The other half of the day is spent assisting with office projects, patient transport, radiology and nutritional services, housekeeping or maintenance.
Ps and Qs
Interns learn business etiquette — things like how to dress for the workplace, and the value of personal thank you notes — and they gain self-confidence.
"Because of Rising Star, my daughters have learned how to walk, talk, be organized and deal with conflict," says Paula Smith. "It's all about accountability and learning to have the courage to step out there and be whatever you want to be."
It's also about a bigger picture of life — figuring out who you are and how you fit into your world, says Woskobnick. Students are given assessments including Myers-Briggs and StrengthsFinder to extend their knowledge of themselves. And they all take a bus trip to Villa Maria Community Center near New Castle, Pa., home of the Sisters of the Humility of Mary, to visit the gardens, the cemetery and the mirror lake there.
"We ask the students to look in the lake and think about what they want to see in their reflection. We ask them to look at the tombstones and think about what they want their legacy to be.
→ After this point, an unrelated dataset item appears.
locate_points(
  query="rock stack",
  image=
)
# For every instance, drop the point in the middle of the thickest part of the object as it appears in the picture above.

And we talk about adversity — how to rise above it and how to keep their eyes on the prize," says Woskobnick.
Building resilience
Adversity is a common thread running through most Rising Star students' lives, she adds.
Take Brown, who was raised by his paternal grandmother, now 72, and readily admits that though she gave him love and support daily, "we didn't always have everything we needed.
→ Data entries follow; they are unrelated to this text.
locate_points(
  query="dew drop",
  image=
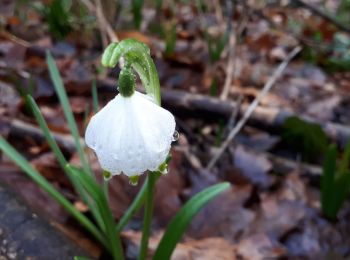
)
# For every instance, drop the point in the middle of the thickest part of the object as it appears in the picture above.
(175, 136)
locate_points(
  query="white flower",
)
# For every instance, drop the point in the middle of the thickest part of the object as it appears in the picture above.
(131, 134)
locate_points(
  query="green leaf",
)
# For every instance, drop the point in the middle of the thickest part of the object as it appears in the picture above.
(62, 95)
(94, 96)
(182, 219)
(60, 157)
(100, 199)
(327, 181)
(46, 186)
(341, 191)
(305, 137)
(344, 164)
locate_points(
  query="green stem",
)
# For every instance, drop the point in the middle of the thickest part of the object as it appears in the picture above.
(152, 177)
(135, 206)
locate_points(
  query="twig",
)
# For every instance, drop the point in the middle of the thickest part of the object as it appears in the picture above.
(325, 16)
(231, 53)
(101, 19)
(253, 105)
(231, 66)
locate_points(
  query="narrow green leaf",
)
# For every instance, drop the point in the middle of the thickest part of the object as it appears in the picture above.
(327, 181)
(134, 207)
(94, 96)
(62, 95)
(101, 201)
(344, 164)
(49, 138)
(45, 185)
(341, 191)
(182, 219)
(136, 204)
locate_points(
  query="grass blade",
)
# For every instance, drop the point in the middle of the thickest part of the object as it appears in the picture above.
(60, 157)
(101, 201)
(45, 185)
(327, 181)
(62, 95)
(182, 219)
(344, 164)
(135, 206)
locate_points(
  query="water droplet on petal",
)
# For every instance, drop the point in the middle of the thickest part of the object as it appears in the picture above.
(176, 136)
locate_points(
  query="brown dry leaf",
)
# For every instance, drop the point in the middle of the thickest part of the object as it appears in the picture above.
(205, 249)
(254, 166)
(259, 247)
(323, 110)
(36, 198)
(224, 216)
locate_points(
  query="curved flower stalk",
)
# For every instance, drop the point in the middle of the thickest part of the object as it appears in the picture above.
(131, 134)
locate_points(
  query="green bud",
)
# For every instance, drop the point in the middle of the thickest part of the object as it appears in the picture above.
(107, 60)
(126, 82)
(107, 175)
(134, 180)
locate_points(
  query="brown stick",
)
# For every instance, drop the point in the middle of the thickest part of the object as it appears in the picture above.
(187, 105)
(280, 164)
(325, 16)
(247, 114)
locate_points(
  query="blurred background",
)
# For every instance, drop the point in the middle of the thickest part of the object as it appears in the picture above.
(213, 59)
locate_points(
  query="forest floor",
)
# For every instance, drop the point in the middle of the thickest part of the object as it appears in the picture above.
(273, 208)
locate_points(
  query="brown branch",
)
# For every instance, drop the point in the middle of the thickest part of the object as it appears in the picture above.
(322, 14)
(253, 106)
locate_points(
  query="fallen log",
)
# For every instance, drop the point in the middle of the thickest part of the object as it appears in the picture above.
(185, 104)
(280, 164)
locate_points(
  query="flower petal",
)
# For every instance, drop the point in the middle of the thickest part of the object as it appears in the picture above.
(131, 134)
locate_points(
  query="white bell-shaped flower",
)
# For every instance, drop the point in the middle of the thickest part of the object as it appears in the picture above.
(131, 134)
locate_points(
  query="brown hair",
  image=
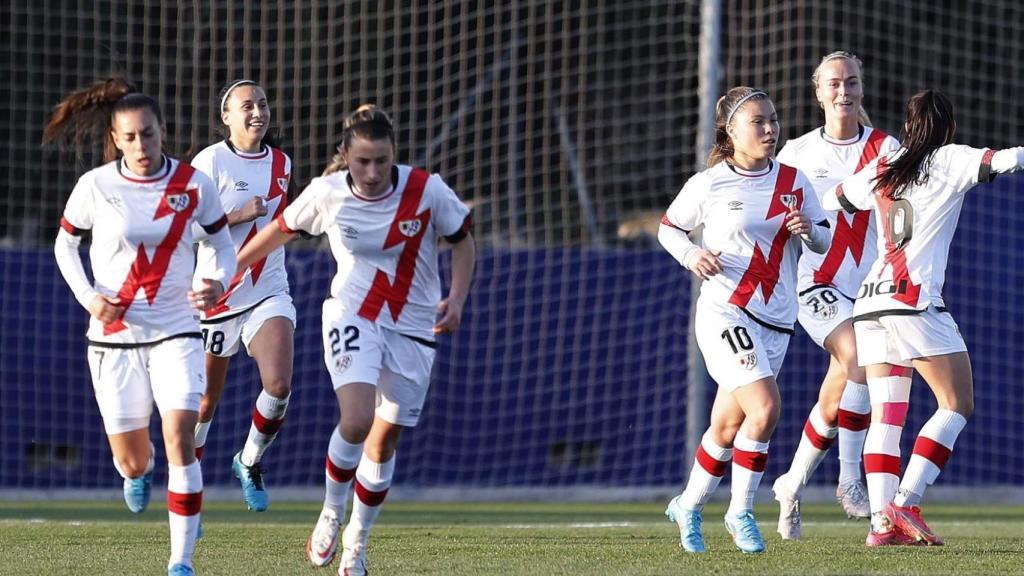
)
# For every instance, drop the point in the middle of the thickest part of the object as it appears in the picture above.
(725, 109)
(87, 114)
(930, 124)
(368, 122)
(842, 54)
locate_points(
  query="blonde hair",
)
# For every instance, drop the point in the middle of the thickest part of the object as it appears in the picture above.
(367, 122)
(726, 107)
(844, 55)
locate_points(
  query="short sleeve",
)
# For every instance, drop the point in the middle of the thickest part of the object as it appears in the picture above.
(80, 210)
(686, 211)
(306, 212)
(811, 208)
(450, 212)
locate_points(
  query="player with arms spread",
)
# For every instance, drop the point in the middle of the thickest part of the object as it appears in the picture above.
(900, 318)
(143, 334)
(384, 222)
(757, 213)
(827, 285)
(252, 175)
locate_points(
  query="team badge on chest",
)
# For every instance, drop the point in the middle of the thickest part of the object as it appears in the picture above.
(410, 229)
(177, 202)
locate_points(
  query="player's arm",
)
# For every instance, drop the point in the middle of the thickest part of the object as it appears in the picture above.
(463, 262)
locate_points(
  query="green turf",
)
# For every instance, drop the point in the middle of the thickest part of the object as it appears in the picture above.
(90, 538)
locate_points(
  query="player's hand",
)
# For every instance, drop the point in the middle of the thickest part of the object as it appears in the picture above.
(206, 297)
(705, 263)
(798, 223)
(450, 317)
(252, 210)
(105, 310)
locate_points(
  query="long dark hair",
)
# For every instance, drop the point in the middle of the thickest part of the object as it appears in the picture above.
(725, 109)
(86, 115)
(269, 137)
(368, 122)
(930, 125)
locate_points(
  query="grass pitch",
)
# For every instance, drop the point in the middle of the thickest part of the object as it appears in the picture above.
(61, 537)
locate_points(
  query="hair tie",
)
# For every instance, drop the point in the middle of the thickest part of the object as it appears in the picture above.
(740, 101)
(227, 92)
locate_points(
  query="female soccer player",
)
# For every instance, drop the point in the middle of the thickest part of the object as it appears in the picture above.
(756, 214)
(827, 285)
(252, 176)
(384, 222)
(143, 336)
(899, 317)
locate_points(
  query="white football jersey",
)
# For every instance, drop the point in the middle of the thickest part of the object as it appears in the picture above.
(386, 247)
(141, 250)
(240, 177)
(743, 218)
(916, 231)
(826, 162)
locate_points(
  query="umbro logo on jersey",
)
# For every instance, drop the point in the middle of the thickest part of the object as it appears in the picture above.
(410, 229)
(177, 202)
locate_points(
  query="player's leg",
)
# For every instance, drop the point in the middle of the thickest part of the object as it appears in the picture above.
(178, 383)
(355, 402)
(216, 376)
(271, 345)
(125, 400)
(710, 463)
(815, 440)
(845, 394)
(373, 480)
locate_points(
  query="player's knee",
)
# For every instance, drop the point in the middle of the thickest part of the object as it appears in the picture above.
(278, 386)
(354, 429)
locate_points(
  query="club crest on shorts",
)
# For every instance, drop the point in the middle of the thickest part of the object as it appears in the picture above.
(342, 363)
(749, 361)
(410, 229)
(177, 202)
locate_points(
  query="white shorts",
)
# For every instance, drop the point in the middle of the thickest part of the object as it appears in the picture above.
(127, 381)
(821, 311)
(358, 351)
(737, 351)
(898, 339)
(221, 337)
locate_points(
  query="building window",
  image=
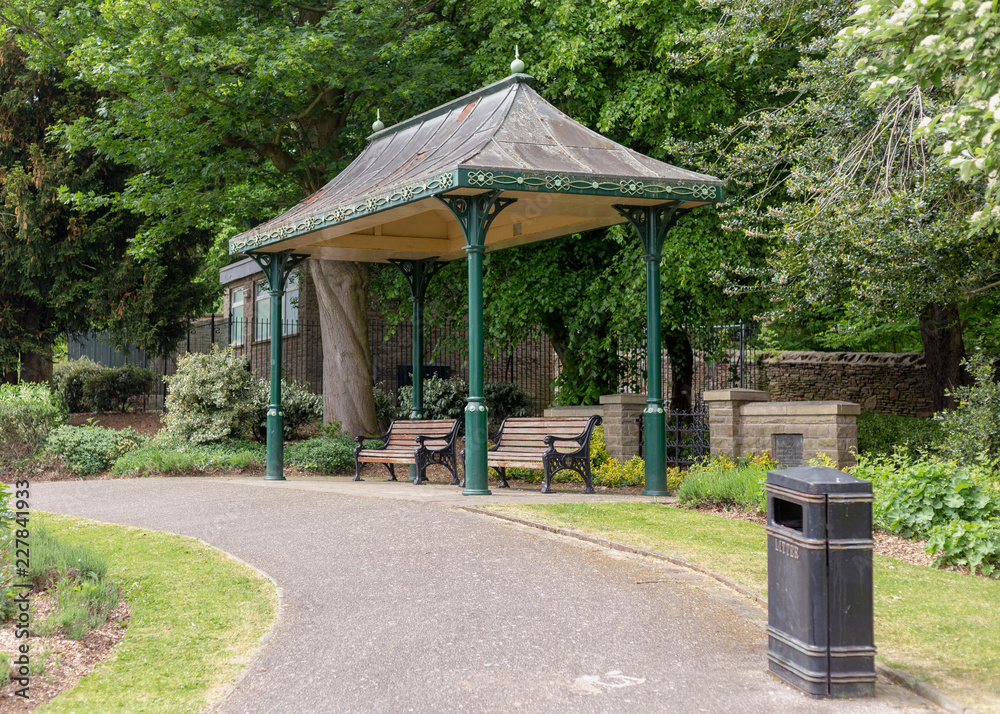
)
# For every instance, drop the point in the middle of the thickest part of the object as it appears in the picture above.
(236, 298)
(290, 306)
(262, 312)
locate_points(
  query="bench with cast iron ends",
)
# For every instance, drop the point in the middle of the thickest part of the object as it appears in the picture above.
(422, 443)
(553, 444)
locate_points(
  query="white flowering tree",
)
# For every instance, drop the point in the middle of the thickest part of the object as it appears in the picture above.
(940, 43)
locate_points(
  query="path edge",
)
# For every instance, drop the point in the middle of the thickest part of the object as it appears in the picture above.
(904, 679)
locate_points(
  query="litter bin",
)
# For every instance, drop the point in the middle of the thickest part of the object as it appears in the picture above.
(819, 581)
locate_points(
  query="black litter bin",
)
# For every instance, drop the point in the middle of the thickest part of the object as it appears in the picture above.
(819, 581)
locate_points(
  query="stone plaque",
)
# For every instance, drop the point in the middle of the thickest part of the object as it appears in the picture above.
(788, 449)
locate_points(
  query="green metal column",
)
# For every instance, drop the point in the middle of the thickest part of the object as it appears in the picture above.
(475, 214)
(276, 267)
(418, 274)
(652, 223)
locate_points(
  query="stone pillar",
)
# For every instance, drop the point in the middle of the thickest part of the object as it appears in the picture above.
(724, 406)
(622, 415)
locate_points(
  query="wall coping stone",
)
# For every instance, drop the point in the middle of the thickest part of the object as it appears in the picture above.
(736, 395)
(800, 408)
(623, 399)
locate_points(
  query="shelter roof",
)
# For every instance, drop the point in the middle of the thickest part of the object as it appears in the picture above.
(504, 136)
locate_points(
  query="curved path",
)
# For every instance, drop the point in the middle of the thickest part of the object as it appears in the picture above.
(412, 605)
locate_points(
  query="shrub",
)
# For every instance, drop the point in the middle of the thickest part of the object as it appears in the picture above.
(722, 482)
(914, 496)
(212, 397)
(299, 407)
(167, 453)
(325, 454)
(883, 433)
(87, 450)
(28, 412)
(971, 430)
(68, 379)
(115, 388)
"Catherine [Woskobnick] kept up with me all through high school and college, sending me letters, encouraging me, telling me she was counting on me to continue my studies," he says. "One time when my money was running low, and I was eating ramen on a daily basis, she even sent me a care package with snacks that lasted an entire summer."
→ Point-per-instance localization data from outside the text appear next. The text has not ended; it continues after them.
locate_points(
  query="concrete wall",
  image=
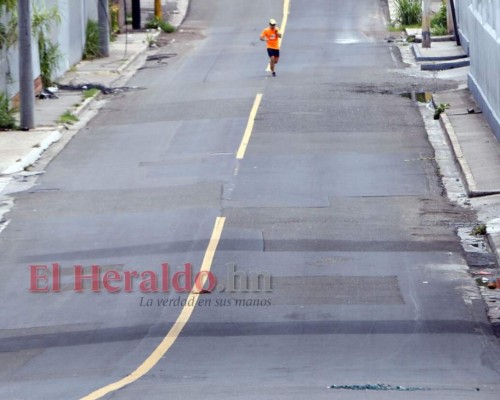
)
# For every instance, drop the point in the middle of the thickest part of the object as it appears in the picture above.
(69, 34)
(479, 27)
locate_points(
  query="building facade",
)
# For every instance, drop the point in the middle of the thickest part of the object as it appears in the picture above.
(69, 34)
(479, 29)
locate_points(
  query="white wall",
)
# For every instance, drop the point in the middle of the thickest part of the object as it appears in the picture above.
(479, 24)
(69, 34)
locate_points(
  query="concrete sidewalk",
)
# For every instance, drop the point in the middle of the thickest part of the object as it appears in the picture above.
(477, 153)
(19, 150)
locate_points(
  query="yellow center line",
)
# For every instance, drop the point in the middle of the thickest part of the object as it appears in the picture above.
(176, 329)
(284, 21)
(248, 131)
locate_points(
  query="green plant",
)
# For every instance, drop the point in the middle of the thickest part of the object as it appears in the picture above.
(409, 12)
(91, 49)
(68, 118)
(90, 93)
(7, 120)
(440, 109)
(42, 21)
(150, 40)
(479, 230)
(156, 23)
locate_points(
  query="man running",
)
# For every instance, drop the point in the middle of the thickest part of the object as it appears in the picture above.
(272, 36)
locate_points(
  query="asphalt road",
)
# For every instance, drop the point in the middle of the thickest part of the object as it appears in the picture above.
(335, 201)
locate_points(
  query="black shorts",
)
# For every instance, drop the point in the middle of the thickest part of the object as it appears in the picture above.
(273, 52)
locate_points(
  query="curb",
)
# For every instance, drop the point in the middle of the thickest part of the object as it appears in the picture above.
(493, 226)
(419, 57)
(465, 171)
(34, 154)
(493, 236)
(445, 65)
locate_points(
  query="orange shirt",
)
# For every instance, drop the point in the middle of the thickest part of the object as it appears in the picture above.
(271, 36)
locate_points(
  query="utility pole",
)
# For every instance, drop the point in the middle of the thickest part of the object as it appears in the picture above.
(158, 10)
(426, 24)
(103, 21)
(449, 17)
(136, 14)
(26, 83)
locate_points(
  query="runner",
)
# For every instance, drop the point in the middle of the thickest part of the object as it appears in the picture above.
(272, 36)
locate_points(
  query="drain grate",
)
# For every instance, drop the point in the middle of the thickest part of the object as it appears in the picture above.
(377, 386)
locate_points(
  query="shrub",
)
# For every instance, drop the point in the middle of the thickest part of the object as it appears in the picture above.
(409, 12)
(156, 23)
(91, 49)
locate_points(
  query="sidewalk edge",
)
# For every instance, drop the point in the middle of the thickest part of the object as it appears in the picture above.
(34, 154)
(465, 171)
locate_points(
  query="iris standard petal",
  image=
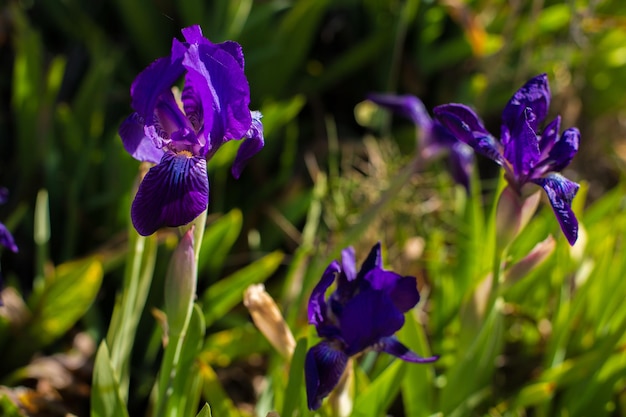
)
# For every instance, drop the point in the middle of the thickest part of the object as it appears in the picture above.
(220, 81)
(535, 94)
(561, 192)
(467, 127)
(522, 150)
(6, 239)
(153, 81)
(317, 302)
(173, 193)
(368, 317)
(564, 149)
(323, 367)
(392, 346)
(252, 144)
(136, 142)
(408, 106)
Ajeel, a first generation American whose mother and father emigrated from the Middle East, says she always knew she wanted to be a nurse anesthetist but that Woskobnick helped her turn that dream into reality. "She was so supportive, helping me with college applications and letters of recommendation. We still go out to dinner to catch up on life," she says.
And Smith, who works side by side with Woskobnick now, says she can't imagine what her life would have been like without Rising Star.
"My parents divorced early, and my sister, brother and I lived with my mom. She worked full time but our family struggled financially. We lived in low-income housing and we needed welfare," she recalls.
Woskobnick, she adds, is known for giving kids so much more than just her professional support. "Catherine comes to graduations, homecomings, family funerals," says Smith. "We are all convinced she will be at our weddings someday too."
Family support
These days, students can return to Mercy each summer if they choose to continue shadowing, working, getting hands-on experience and serving as role models to younger students.
"Rising Star began with four students per summer and start-up funding of $5,760," says Woskobnick. "This year we had 19 participants and a budget of almost $32,000 — almost all of it spent on students' salaries."
Participants' paychecks, she adds, often go to help their families pay for necessities like utilities and rent. "These students need this, deserve this, and are so appreciative of this opportunity," she says.
That's why she is so excited that a new, $30,000 grant from the Nord Family Foundation in Lorain is being added to the Rising Star coffers to help each student with money for college as well.
She says staff who work with the Rising Star students report benefits of their own from the program. "The time we invest in touching their lives touches ours in many ways, as well."